Las principales entradas en metálico para la obra pía de don Joaquín de Maya provenían de los productos anuales de la viña: uva, vinos y aguardientes.

En 1753 era administrador de dicha obra pía don Juan de Urtazum, otro criollo de ascendencia vascongada. Entre las actividades y gastos que don Juan reportó haber realizado ese año, declaraba que

"En 1º de 9[noviem]bre para el día de finados se pusieron en la zepultura de d[ic]ho S[eñ]or B[achille]r 6 v[ela]s de zera. Ytt[em] en 1º de 9[noviem]bre de 1753 a[ño]s para d[ic]ha ofrenda, un carnero en pie. Ytt[em] en d[ic]ho [día] para d[ic]ha ofrenda un varr[i]l con 2 a[rroba]s 8 q[uartillo]s de vino".

En 1754, don Juan de Urtazum repetía la ofrenda de muertos en la tumba de don Joaquín de Maya. Sobre esta ocasión, que fue el día 2 de noviembre, dice que

"En 2 de 9[noviem]bre para la ofrenda que se puso en la cepultura don[d]e está enterrado d[ic]ho S[eñ]or B[achille]r y sus difuntos padres, se puso un tercio de [h]arina, un carnero, un varril de vino con 2 a[rroba]s 8 q[uartillo]s y quatro v[ela]s de zera".
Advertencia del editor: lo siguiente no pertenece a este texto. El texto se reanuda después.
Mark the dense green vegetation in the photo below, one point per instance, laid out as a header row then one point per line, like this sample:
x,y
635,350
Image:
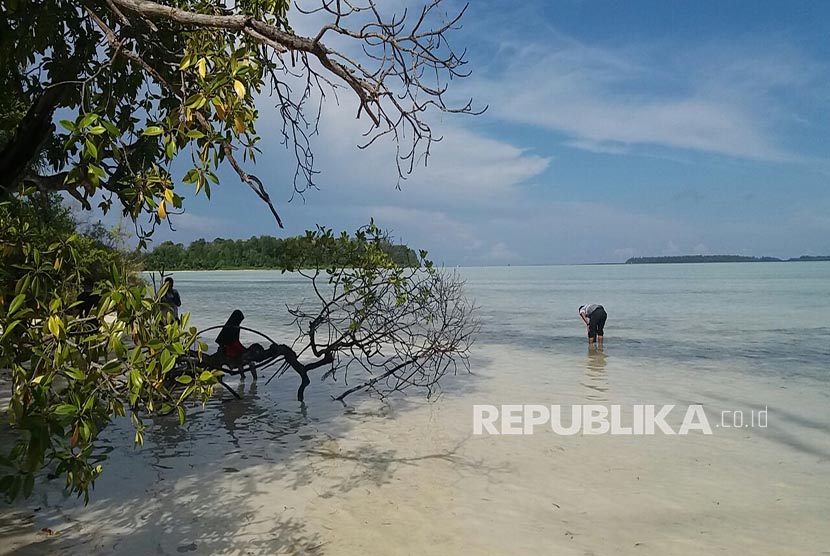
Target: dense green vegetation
x,y
132,107
48,221
256,252
719,259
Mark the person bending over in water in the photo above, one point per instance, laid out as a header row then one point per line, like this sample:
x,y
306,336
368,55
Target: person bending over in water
x,y
594,316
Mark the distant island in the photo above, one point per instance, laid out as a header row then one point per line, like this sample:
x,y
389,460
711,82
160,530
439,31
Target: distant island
x,y
263,252
721,259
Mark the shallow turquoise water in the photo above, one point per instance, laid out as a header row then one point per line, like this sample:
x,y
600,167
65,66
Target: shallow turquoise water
x,y
759,318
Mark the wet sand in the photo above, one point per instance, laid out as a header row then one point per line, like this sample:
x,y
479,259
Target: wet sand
x,y
263,476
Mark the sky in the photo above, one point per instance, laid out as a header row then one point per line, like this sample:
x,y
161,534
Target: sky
x,y
612,130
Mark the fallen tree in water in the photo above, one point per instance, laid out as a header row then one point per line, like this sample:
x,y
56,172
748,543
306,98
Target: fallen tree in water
x,y
372,324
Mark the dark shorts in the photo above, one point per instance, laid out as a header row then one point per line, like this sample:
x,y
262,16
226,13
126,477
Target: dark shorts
x,y
596,322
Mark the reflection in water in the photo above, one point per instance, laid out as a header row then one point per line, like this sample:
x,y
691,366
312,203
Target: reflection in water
x,y
595,379
253,427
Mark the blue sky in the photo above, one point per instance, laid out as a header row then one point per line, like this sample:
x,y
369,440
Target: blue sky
x,y
614,129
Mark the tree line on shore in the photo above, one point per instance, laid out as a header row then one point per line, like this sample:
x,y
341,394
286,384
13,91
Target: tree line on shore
x,y
264,252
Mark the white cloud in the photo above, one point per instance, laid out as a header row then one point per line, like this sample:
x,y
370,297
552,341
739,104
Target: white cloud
x,y
605,101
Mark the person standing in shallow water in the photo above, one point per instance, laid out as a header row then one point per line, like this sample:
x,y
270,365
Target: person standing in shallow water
x,y
594,317
170,300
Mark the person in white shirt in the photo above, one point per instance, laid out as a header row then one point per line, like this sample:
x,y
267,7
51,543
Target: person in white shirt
x,y
594,317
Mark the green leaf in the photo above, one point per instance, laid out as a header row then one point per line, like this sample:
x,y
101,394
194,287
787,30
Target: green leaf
x,y
91,149
16,303
66,409
88,120
153,131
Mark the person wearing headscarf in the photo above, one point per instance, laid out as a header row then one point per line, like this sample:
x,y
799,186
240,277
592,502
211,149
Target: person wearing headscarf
x,y
228,338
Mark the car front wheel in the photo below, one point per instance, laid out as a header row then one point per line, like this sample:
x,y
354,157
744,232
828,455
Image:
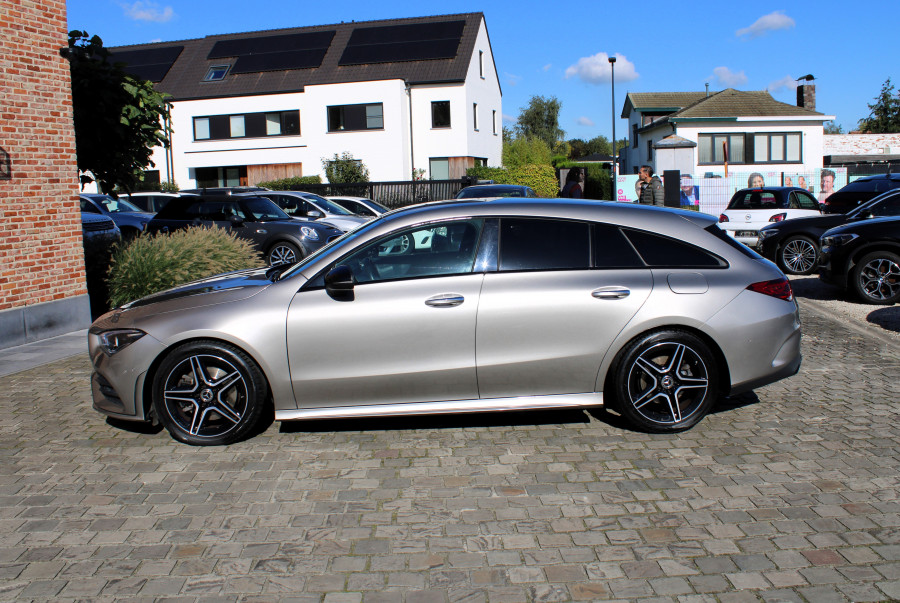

La ofrenda colocada en la sepultura donde estaba enterrado don Joaquín de Maya y sus padres se repitó el 2 de noviembre de 1755 con harina, un carnero, un barril de vino y cuatro velas de cera; en 1756 en la misma fecha se hizo igual, con 6 velas en lugar de cuatro; en 1757 se menciona que 33 pesos

"se gastaron en la ofrenda que se pusso el día de finados en la zepoltura del p[adr]e"

En 1758 la información del administrador de la obra pía nos revela que la ofrenda se colocaba en el Colegio de San Ignacio de Loyola de Parras, en donde se ubicaba la tumba del presbítero y de sus padres. Dice don Juan de Urtazum a propósito de las cuentas de dicho año de 1758

"Se rebaxan 36 p[eso]s del importe de la ofrenda que se pone en este collegio en la zepultura del B[achille]r don Juachín de Maya y sus disfuntos padres..."

En 1759 la “ofrenda anual” se colocó como los otros años, el 2 de noviembre, día “de finados”. En el apunte de 1760, se nos hace saber que el mismo presbítero don Joaquín de Maya acostumbraba colocar la ofrenda en la tumba de sus padres —que luego sería la suya— antes de morir. Escribe en sus cuentas don Juan de Urtazum sobre este punto:

"En 2 de 9[noviem]bre, para la ofrenda que se puso en la zepultura de d[ic]ho B[achille]r y de sus defuntos Padres, como tenía de costumbre, un tercio de [h]arina...10 libras de zera...un carnero...un varr[ i ]l de vino con 2 a[rrobas] 10 qq[uartillo]s".

En el año de 1761, el primero de julio, don Pedro Tamarón y Romeral, obispo de la diócesis de Durango —en cuya jurisdicción quedaba Santa María de las Parras— “visitó” los libros, ingresos, egresos y bienes de la obra pía de don Joaquín de Maya. El resultado de esta “visita” del obispo fue que:

"Se le dan las gracias p[o]r su buena administras[ió]n, cuidado y zelo en procurar su aumento, y mediante a q[u]e [h]aviendo preguntado a d[ic]ho Adminis[trado]r D[o]n Juan de Urtazun en qué se [h]avía fundado p[ar]a ofrendar todos los años las sepulturas del d[ic]ho B[achille]r D[o]n Joaquín de Maya y sus ascendientes, y respondió q[u]e p[o]r [que] éste lo hazía en su vida, pero q[u]e no dexó or[de]n ni disposición p[ar]a su continuas[ió]n, en cuia disposición cessará en poner d[ic]ha ofrenda para q[u]e con más brebedad se verifiquen los fines piadosos a q[u]e se dirixe la fundas[ió]n de d[ic]ha obra pía".

Desde luego, don Juan de Urtazum honró su palabra, y no se volvió a realizar ofrenda alguna en la tumba de don Joaquín de Maya y de sus ascendientes. Lo que hacía don Joaquín de Maya y don Juan de Urtazum, ¿era realmente una práctica individual, o más bien una práctica social? ¿Dónde se apropiaron de dichos elementos ideológicos? ¿Solía haber en Parras ofrendas a los muertos en una escala verdaderamente social? No lo sabemos. Solamente los testimonios documentales y el trabajo de los historiadores pueden ofrecernos una respuesta válida.